简体   繁体   中英

How can I get the resolution of an embeded image in a PDF using ITextSharp

I've built a method that tries to see if the resolution of all the embedded images in a given pdf is at least 300 PPI (print-worthy). What it does is cycle through each image on a page, and compare its width and height to the artbox width and height. It works successfully if there is only one image per page, but when there are multiple, the artbox size includes all of the images, throwing the numbers off.

I was hoping that somebody might have some idea of how to get the rectangle size the image is drawn in so I can compare correctly, or if there is an easier way to get the PPI of an image object (as it would be rendered in its rectangle, not in raw form).

this is the code for the aforementioned method

    private static bool AreImages300PPI(PdfDictionary pg)
    {
        var res = (PdfDictionary)PdfReader.GetPdfObject(pg.Get(PdfName.RESOURCES));
        var xobj = (PdfDictionary)PdfReader.GetPdfObject(res.Get(PdfName.XOBJECT));
        if (xobj == null) return true;
        foreach (PdfName name in xobj.Keys)
        {
            PdfObject obj = xobj.Get(name);
            if (!obj.IsIndirect()) continue;
            var tg = (PdfDictionary)PdfReader.GetPdfObject(obj);
            var type = (PdfName)PdfReader.GetPdfObject(tg.Get(PdfName.SUBTYPE));
            var width = float.Parse(tg.Get(PdfName.WIDTH).ToString());
            var height = float.Parse(tg.Get(PdfName.HEIGHT).ToString());
            var artbox = (PdfArray) pg.Get(PdfName.ARTBOX);
            var pdfRect = new PdfRectangle(float.Parse(artbox[0].ToString()), float.Parse(artbox[1].ToString()),
                float.Parse(artbox[2].ToString()), float.Parse(artbox[3].ToString()));

            if (PdfName.IMAGE.Equals(type) && (width < pdfRect.Width*300/72 || height < pdfRect.Height*300/72)
                || ((PdfName.FORM.Equals(type) || PdfName.GROUP.Equals(type)) && !AreImages300PPI(tg)))
            {
                return false;
            }
        }
        return true;
    }

for reference, here is the method that calls it:

    internal static List<string> GetLowResWarnings(string MergedPDFPath)
    {
        var returnlist = new List<string>();
        using (PdfReader pdf = new PdfReader(MergedPDFPath))
        {
                for (int pageNumber = 1; pageNumber <= pdf.NumberOfPages; pageNumber++)
                {
                    var pg = pdf.GetPageN(pageNumber);
                    if (!AreImages300PPI(pg))
                        returnlist.Add(pageNumber.ToString());
                }
        }
        return returnlist;
    }

Thanks for any help you can provide.

Can I put you down a totally different path? You're looking at images that live in the global file but you're not seeing how they're used in a page.
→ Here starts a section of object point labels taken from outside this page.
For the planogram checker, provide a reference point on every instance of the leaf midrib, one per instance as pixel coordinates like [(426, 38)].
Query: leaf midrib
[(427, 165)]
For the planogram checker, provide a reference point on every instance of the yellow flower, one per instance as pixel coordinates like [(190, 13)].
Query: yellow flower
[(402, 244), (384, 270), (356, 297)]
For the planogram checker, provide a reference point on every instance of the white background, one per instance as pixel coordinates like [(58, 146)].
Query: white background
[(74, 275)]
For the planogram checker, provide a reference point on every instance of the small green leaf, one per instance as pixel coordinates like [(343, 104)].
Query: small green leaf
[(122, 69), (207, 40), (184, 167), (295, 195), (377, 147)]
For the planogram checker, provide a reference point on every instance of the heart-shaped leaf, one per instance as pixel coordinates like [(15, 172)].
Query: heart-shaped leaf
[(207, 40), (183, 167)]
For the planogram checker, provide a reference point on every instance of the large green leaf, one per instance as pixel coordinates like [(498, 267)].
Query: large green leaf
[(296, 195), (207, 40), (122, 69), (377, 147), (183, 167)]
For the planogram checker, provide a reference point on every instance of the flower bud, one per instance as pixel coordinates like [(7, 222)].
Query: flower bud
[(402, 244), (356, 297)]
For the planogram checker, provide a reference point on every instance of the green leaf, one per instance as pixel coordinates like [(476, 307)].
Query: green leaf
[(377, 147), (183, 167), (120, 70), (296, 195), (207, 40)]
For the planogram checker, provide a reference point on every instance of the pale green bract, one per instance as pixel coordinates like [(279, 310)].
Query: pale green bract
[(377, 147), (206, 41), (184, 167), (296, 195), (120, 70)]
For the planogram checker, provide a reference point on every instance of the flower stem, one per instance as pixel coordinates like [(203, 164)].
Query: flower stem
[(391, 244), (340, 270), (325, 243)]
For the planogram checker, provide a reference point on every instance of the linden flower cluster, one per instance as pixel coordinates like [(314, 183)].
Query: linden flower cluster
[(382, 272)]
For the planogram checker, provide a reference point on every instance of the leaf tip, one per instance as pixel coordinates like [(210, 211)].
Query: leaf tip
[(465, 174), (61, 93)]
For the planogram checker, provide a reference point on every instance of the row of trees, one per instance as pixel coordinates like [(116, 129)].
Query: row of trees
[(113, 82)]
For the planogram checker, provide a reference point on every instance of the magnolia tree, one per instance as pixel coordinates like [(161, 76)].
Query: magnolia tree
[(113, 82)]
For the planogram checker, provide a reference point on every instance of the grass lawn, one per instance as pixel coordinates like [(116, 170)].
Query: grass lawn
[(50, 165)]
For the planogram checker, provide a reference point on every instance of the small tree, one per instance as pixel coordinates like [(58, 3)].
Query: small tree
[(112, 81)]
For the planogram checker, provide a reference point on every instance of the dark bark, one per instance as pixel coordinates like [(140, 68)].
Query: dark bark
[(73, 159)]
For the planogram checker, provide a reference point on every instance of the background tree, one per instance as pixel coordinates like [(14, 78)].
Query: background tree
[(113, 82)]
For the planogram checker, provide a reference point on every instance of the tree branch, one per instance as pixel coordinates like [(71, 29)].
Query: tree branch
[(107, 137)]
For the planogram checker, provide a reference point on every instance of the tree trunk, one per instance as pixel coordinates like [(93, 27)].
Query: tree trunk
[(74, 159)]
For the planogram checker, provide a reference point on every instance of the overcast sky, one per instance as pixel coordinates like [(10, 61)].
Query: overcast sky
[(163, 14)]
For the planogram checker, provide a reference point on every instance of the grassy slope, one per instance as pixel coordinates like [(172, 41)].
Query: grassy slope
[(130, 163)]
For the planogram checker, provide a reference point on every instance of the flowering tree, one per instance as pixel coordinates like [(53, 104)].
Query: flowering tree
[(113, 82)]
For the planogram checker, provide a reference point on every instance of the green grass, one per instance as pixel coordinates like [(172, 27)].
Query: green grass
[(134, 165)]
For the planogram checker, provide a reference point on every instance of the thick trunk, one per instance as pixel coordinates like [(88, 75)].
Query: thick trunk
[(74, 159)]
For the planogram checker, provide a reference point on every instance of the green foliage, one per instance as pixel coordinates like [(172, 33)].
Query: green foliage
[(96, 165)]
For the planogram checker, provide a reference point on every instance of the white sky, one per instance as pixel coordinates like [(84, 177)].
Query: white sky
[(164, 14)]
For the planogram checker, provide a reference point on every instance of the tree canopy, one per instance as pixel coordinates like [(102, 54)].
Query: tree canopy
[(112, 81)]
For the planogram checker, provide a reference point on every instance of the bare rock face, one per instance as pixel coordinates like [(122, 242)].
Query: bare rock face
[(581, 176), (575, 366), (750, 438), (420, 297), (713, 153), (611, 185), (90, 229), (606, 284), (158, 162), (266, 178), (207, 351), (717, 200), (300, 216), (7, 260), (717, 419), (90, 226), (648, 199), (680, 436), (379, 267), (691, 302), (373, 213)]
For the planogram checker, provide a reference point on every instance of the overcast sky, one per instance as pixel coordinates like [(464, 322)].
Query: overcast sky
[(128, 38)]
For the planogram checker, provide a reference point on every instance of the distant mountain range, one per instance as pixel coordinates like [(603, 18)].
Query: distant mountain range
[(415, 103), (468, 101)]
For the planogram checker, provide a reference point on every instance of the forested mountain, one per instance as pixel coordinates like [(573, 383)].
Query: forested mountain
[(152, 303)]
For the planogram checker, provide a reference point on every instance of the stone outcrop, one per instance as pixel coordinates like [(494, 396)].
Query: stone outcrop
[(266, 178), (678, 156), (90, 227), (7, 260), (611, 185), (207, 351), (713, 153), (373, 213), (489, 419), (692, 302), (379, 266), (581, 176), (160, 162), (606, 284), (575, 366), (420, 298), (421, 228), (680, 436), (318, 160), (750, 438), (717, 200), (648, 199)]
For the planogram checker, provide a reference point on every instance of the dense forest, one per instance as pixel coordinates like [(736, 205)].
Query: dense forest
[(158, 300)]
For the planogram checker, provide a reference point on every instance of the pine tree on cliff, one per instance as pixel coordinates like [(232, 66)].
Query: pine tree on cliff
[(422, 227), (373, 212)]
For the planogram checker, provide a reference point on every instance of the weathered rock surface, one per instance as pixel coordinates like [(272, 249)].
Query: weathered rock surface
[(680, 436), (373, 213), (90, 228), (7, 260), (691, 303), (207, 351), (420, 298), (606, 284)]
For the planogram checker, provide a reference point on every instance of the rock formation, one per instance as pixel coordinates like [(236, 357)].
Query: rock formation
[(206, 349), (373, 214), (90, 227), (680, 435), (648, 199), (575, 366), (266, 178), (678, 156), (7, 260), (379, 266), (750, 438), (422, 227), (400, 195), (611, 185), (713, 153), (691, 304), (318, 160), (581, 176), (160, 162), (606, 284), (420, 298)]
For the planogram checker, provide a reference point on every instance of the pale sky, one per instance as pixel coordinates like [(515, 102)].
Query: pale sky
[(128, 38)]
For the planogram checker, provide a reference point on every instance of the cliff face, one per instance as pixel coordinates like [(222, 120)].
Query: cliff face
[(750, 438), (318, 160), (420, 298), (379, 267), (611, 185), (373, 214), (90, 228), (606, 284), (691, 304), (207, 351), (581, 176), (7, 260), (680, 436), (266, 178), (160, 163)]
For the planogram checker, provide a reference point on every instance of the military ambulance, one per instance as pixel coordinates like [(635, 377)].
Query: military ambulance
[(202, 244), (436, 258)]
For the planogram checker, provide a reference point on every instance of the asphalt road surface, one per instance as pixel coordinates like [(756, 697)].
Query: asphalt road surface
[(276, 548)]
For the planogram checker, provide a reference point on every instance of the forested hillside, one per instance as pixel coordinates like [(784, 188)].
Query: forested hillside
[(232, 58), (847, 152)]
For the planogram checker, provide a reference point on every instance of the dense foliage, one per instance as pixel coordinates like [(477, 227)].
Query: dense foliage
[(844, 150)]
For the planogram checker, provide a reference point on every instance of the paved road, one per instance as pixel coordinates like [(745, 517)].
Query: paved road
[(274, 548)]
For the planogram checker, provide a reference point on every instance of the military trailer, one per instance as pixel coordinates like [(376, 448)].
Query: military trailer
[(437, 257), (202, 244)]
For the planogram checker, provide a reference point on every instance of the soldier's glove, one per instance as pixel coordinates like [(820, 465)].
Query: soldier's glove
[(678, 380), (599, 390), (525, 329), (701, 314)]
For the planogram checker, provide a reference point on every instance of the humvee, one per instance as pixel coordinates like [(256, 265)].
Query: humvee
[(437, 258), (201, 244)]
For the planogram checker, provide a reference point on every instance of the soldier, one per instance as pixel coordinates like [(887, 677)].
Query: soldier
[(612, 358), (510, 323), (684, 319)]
iTextSharp has a class called iTextSharp.text.pdf.parser.PdfReaderContentParser that can walk a PdfReader and tell you things about it. You can subscribe to information by implementing the iTextSharp.text.pdf.parser.IRenderListener interface. For each image that it encounters the RenderImage method of your class will be called with an iTextSharp.text.pdf.parser.ImageRenderInfo object. From this object you can get both the actual image as well as the current transformation matrix which will tell you how the image is placed into the document.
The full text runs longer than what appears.